Tregs, MDSCs, tumor-associated macrophages (TAMs) M2, immune checkpoint molecules (PD-1 and CTLA-4), and growth factors and anti-inflammatory cytokines and chemokines are the main components of TME (307), targeted by CAR-T therapy in combination with drugs. It was shown that when tumors were re-expressed with GD2.CAR-T cells, there was increased expression of PD-1 and PD-L1 inhibitory molecules, requiring therapy with immune checkpoint inhibitors (290). Preclinical trials of GD2.CAR-T cells with nivolumab (a PD-1 inhibitor) (308) and bevacizumab (a vascular endothelial growth factor VEGF inhibitor) (309) demonstrated the efficacy of the combinations, which could be used in clinical practice. However, the combination of GD2.CAR-T cells with pembrolizumab (PD-1 inhibitor) did not show to have an expressed effect in patients with neuroblastoma, which may be related to the timing and duration of PD-1 inhibition and tumor type (310). In particular, pembrolizumab and nivolumab were shown to be particularly effective against melanoma and lung cancer (311). In addition, the positive antitumor effect of PD-1 blockade is directed to the inhibition of AICD (266). Inhibitory MDSCs are an obstacle in the antitumor response and may worsen the prognosis for patients with cancer (310). In preclinical models, GD2.CAR-T cells did not exert antitumor effects, which was likely to be associated with the inhibition of human cells by murine MDSCs (312). Patients’ initial PBMCs may also be a barrier to CAR-T cell expansion at the initial stage (313), including because of MDSCs that suppress the expression of genes involved in cell activation, signal transduction, inflammation, and secretion of cytokines and chemokines (314). Combination with trans-retinoic acid (ATRA) may improve the antitumor activity of GD2.CAR-T cells by reducing the suppressor effect of MDSCs (314). IGF1R/IR inhibitors (linsitinib) show synergism with GD2.CAR-T cells (315), while its use can inhibit Treg (316) and M2 macrophage differentiation (317). Supplying GD2.CAR-T with additional GITRL expression may also enhance T cell efficiency in TME (318). The development of CAR-T cells that produce antibodies to PD-L1 was shown to reduce tumor growth in a mouse model (319).

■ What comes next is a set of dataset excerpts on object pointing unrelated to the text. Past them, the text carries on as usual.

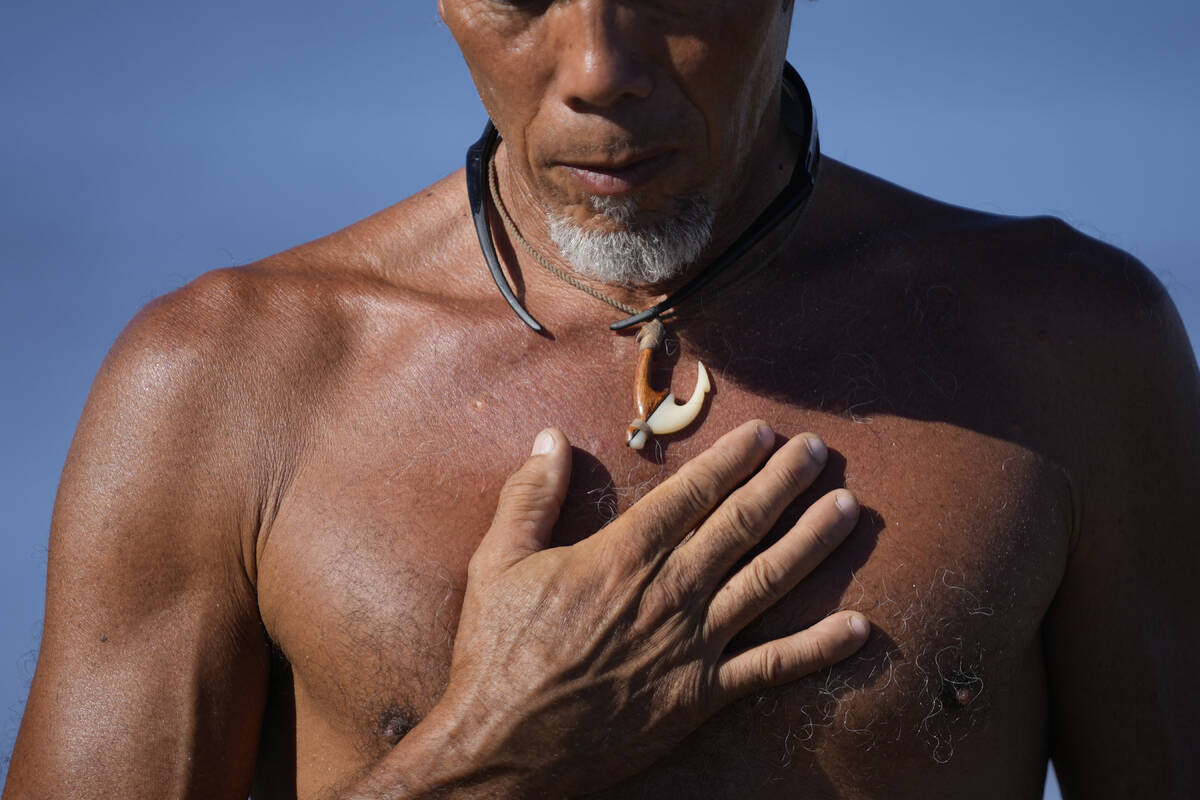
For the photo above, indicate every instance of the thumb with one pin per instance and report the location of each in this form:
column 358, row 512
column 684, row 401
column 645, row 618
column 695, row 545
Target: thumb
column 529, row 501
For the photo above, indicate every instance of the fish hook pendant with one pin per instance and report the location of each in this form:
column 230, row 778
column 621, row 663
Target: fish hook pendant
column 657, row 410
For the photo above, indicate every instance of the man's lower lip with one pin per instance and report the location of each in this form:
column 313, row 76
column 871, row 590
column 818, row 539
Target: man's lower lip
column 617, row 181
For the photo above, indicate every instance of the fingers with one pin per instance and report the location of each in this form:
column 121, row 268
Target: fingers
column 745, row 517
column 529, row 503
column 660, row 521
column 775, row 571
column 780, row 661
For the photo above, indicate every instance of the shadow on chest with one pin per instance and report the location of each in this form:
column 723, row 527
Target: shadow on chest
column 954, row 563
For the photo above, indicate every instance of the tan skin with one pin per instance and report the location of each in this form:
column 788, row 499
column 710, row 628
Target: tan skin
column 277, row 552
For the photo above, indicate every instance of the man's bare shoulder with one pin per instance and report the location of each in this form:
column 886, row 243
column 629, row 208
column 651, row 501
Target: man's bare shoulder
column 1002, row 266
column 291, row 318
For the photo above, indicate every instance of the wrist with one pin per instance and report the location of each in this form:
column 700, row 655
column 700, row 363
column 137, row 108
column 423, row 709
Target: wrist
column 448, row 755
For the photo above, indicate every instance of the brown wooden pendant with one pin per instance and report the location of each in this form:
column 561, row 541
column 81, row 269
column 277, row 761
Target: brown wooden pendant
column 657, row 409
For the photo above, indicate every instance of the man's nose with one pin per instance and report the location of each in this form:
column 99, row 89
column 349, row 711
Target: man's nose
column 601, row 55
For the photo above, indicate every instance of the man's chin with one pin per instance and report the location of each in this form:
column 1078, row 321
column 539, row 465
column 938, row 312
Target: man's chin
column 625, row 252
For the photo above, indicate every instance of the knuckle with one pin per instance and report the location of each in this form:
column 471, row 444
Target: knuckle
column 771, row 665
column 762, row 579
column 816, row 651
column 821, row 539
column 745, row 518
column 696, row 488
column 797, row 477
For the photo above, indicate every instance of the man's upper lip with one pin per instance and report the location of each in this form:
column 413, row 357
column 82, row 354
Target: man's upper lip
column 613, row 164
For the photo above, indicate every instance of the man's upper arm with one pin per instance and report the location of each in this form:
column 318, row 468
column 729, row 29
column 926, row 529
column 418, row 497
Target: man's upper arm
column 153, row 669
column 1122, row 644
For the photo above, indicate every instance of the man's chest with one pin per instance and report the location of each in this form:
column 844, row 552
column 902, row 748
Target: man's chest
column 955, row 559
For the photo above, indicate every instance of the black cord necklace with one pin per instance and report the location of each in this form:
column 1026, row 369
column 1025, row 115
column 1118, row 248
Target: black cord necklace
column 657, row 411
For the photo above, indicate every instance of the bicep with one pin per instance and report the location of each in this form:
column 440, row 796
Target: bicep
column 153, row 669
column 1121, row 637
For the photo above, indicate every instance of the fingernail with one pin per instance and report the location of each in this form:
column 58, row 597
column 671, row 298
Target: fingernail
column 543, row 444
column 766, row 435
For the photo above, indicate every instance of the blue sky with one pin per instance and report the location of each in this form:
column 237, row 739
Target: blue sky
column 144, row 143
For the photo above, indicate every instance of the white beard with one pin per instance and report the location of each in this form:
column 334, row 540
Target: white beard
column 634, row 256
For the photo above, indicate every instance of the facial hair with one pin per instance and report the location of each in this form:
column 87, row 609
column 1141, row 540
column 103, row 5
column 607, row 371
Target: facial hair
column 635, row 254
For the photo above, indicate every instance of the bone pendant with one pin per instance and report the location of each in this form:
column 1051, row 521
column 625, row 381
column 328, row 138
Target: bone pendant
column 666, row 415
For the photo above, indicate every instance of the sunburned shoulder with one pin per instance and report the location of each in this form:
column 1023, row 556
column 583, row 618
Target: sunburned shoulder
column 997, row 262
column 307, row 308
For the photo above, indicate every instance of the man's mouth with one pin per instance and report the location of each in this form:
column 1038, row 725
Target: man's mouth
column 612, row 179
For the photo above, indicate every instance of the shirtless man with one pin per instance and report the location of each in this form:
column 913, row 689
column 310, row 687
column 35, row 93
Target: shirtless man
column 259, row 554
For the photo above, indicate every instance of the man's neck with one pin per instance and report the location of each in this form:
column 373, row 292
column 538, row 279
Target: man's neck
column 761, row 181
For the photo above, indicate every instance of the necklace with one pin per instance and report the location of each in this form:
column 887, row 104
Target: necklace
column 657, row 410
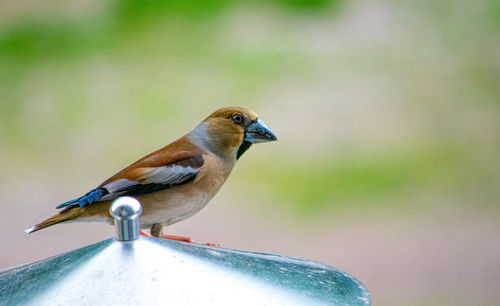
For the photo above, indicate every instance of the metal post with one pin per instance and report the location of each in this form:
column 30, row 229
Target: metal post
column 126, row 211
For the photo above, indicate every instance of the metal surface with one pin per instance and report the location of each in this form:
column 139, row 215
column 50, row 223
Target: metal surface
column 152, row 271
column 126, row 211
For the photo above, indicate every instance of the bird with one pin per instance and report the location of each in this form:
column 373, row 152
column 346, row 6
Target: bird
column 176, row 181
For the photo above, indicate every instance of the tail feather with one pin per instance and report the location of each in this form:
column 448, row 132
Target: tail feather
column 63, row 216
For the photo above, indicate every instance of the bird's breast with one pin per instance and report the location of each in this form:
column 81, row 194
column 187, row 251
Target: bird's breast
column 178, row 203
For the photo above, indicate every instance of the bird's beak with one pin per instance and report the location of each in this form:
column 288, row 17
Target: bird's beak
column 259, row 132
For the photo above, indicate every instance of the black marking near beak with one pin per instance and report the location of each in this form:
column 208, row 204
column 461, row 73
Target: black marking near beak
column 259, row 132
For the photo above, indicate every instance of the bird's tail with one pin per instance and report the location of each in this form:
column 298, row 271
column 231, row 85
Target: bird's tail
column 63, row 216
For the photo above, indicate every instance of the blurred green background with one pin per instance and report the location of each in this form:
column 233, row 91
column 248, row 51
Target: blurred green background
column 387, row 114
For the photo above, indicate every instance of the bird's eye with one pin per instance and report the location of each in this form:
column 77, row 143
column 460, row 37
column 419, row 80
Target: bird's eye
column 237, row 118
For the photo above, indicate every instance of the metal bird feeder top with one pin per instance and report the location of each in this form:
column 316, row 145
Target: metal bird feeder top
column 136, row 270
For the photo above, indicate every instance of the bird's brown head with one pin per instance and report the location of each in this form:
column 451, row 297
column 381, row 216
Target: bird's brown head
column 232, row 130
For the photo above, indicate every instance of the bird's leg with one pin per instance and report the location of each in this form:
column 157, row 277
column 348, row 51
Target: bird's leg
column 157, row 230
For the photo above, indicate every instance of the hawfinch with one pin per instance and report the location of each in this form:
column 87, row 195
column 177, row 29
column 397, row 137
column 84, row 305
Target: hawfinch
column 174, row 182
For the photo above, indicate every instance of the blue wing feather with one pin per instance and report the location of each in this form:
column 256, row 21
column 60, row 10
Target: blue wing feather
column 91, row 197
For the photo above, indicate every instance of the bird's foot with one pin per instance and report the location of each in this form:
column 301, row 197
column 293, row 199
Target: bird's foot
column 182, row 238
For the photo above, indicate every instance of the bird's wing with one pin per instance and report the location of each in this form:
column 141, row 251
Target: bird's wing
column 145, row 176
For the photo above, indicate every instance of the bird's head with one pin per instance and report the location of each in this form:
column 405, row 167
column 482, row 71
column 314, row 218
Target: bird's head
column 230, row 131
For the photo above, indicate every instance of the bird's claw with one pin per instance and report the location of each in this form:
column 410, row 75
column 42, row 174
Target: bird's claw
column 182, row 238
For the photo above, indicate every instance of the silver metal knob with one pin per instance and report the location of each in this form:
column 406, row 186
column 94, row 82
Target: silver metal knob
column 126, row 211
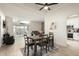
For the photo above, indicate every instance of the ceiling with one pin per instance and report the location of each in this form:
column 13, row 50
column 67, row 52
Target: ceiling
column 23, row 11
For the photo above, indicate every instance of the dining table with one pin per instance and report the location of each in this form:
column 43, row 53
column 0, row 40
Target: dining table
column 36, row 40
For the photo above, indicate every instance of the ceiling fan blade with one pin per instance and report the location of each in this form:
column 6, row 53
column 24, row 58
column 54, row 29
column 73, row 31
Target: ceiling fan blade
column 51, row 4
column 41, row 8
column 49, row 8
column 40, row 4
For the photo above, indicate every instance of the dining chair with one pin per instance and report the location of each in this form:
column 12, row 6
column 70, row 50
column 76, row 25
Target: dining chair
column 28, row 44
column 43, row 43
column 51, row 40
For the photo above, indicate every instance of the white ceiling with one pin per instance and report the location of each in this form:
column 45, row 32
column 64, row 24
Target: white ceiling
column 23, row 11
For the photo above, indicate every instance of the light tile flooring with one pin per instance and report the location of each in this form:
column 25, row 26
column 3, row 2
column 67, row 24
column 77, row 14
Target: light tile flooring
column 15, row 50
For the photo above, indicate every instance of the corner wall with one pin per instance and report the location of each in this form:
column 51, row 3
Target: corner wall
column 59, row 15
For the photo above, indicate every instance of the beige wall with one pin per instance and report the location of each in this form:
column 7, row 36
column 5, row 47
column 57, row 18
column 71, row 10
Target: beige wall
column 35, row 26
column 59, row 15
column 2, row 17
column 9, row 25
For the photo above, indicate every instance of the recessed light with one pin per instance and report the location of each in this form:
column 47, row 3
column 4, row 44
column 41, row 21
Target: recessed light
column 25, row 22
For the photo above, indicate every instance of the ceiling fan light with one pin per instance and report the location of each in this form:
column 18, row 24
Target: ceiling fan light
column 46, row 7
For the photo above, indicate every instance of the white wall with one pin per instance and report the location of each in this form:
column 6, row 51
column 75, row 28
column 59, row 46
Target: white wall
column 35, row 26
column 59, row 15
column 9, row 25
column 2, row 17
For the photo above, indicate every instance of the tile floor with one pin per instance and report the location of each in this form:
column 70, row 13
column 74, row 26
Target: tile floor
column 15, row 50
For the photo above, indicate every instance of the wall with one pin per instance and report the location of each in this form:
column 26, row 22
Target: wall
column 59, row 15
column 35, row 26
column 2, row 17
column 9, row 25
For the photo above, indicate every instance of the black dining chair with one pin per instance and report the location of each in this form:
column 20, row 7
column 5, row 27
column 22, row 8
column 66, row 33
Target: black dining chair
column 43, row 43
column 51, row 40
column 28, row 44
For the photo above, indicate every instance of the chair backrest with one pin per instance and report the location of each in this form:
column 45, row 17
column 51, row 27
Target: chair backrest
column 27, row 39
column 44, row 37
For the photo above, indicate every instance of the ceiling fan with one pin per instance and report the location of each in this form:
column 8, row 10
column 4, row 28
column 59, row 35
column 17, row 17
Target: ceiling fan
column 45, row 5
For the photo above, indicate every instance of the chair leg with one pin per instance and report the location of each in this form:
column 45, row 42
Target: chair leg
column 32, row 47
column 46, row 48
column 41, row 51
column 27, row 50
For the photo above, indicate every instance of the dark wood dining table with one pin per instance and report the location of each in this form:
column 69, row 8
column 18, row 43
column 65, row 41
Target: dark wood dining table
column 36, row 40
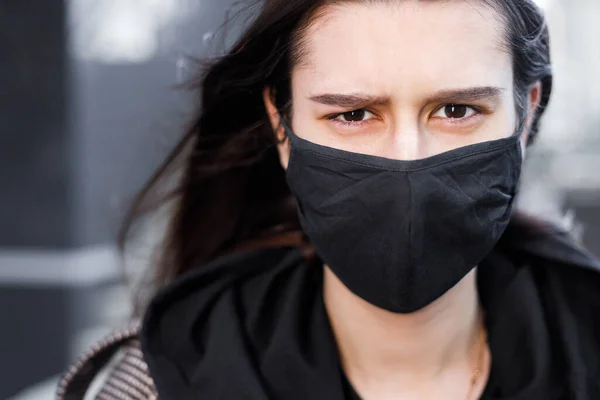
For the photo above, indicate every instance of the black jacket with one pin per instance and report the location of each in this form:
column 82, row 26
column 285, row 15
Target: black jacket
column 253, row 326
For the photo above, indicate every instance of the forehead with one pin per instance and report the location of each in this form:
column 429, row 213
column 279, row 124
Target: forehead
column 405, row 45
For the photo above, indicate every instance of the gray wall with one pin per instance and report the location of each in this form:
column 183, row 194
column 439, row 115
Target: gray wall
column 78, row 137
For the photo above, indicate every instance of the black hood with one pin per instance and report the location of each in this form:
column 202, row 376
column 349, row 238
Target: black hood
column 253, row 326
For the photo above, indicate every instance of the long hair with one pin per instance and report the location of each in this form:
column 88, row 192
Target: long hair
column 232, row 191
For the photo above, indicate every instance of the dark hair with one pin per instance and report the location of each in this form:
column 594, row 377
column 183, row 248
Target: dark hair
column 233, row 193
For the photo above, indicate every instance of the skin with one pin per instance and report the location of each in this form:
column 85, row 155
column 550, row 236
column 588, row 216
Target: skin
column 381, row 79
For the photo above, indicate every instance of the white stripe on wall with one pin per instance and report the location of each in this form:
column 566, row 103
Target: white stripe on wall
column 70, row 267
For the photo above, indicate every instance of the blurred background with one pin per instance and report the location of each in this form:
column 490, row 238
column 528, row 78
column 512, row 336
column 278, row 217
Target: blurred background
column 89, row 108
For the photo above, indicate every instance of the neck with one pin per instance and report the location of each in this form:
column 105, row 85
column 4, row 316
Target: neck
column 377, row 345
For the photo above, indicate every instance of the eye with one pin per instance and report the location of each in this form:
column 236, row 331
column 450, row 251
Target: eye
column 353, row 117
column 455, row 112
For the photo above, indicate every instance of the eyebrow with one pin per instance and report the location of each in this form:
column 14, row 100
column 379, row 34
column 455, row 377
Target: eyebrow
column 465, row 95
column 360, row 100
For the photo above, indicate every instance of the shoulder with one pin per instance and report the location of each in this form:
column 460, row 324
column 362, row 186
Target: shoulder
column 113, row 368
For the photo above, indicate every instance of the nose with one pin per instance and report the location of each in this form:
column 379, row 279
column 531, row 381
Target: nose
column 405, row 141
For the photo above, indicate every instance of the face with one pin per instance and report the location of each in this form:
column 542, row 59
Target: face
column 404, row 80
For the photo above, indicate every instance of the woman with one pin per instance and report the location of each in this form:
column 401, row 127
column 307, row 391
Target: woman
column 344, row 227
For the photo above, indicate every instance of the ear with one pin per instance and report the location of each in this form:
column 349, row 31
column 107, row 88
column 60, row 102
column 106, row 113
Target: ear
column 534, row 97
column 283, row 145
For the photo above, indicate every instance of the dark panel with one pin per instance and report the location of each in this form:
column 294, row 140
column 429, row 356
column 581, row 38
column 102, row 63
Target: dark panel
column 34, row 336
column 34, row 207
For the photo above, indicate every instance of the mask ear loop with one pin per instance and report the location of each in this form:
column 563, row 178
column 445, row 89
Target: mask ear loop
column 288, row 131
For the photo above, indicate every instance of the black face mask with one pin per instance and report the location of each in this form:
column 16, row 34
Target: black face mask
column 400, row 234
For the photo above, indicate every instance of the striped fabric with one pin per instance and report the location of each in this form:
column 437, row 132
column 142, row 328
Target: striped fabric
column 128, row 378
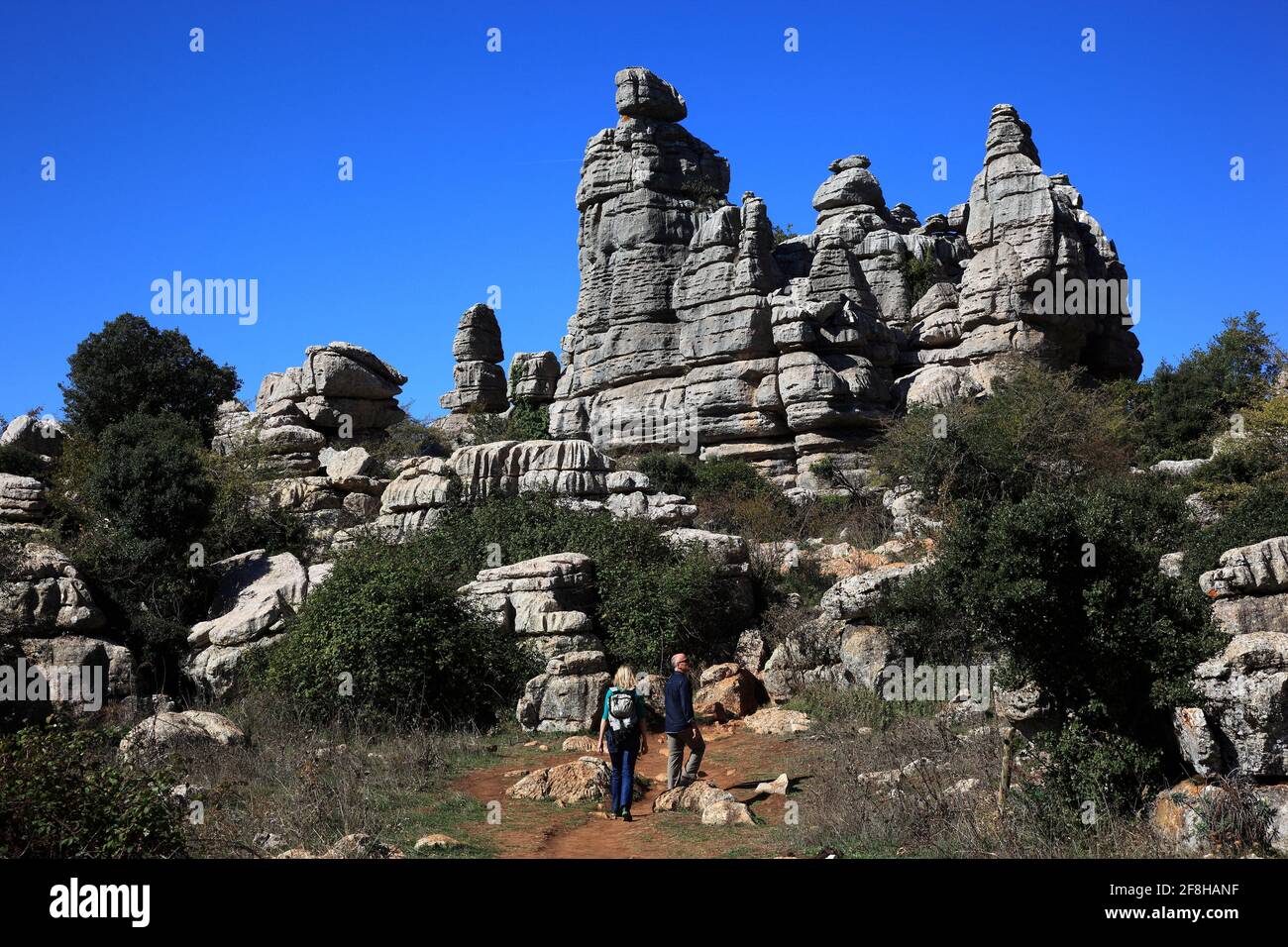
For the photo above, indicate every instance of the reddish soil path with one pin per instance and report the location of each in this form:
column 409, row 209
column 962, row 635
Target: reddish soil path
column 735, row 761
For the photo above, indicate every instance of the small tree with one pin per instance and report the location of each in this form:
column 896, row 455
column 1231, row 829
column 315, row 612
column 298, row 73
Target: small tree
column 132, row 368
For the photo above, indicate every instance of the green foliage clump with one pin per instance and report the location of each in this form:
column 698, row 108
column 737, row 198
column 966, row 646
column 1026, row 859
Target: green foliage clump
column 389, row 617
column 1038, row 429
column 132, row 368
column 921, row 273
column 65, row 796
column 1063, row 585
column 1180, row 408
column 130, row 508
column 1248, row 515
column 653, row 599
column 520, row 423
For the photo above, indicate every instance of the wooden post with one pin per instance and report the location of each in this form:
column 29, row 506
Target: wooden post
column 1008, row 757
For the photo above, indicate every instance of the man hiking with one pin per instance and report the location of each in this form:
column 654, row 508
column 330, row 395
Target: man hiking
column 682, row 729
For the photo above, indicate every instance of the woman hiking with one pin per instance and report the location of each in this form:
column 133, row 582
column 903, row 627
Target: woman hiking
column 623, row 724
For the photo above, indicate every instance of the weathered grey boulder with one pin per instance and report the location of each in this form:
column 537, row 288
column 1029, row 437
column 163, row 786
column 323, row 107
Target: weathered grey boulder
column 22, row 500
column 1244, row 694
column 478, row 379
column 855, row 596
column 42, row 437
column 643, row 94
column 168, row 731
column 256, row 598
column 43, row 595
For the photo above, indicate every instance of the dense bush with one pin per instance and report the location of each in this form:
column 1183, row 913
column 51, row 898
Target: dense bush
column 132, row 368
column 921, row 273
column 65, row 796
column 142, row 510
column 1039, row 428
column 520, row 423
column 1063, row 585
column 389, row 617
column 1248, row 515
column 1179, row 410
column 653, row 599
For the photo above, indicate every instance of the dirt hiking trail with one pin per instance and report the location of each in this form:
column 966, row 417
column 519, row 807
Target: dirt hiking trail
column 735, row 761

The FDA-approved BRAF (dabrafenib, vemurafenib) and MEK (trametinib, cobimetinib) inhibitors aim to stop MAPK signaling leading to unregulated cell growth and differentiation, and their benefits for the treatment of solid tumors were shown in clinical practice (320). Combining CAR-T cells with BRAF/MEK inhibitors has the potential to be a new effective treatment option, but there is a question about the effect of inhibitors on T cell function. The dabrafenib/trametinib combination was shown to have no effect on the cytotoxic functions of CAR-T cells compared to vemurafenib (321) or the vemurafenib/cobimetinib combination (322). In addition, the combination of GD2.CAR-T cells and trametinib improves in vivo and in vitro antitumor efficacy compared to cell monotherapy, in particular by suppressing T cell depletion as well as reducing PD-L1 expression on neuroblastoma cells (323). The PD-1/PD-L1 axis can be blocked by doxorubicin, which also enhances the cytotoxic effect of GD2.CAR-T cells (324). Conditioning with cyclophosphamide/fludarabine (Cy/Flu) (lymphodepletion) also shows antitumor efficacy, including by an increase in CAR-T cells proliferation (310, 325).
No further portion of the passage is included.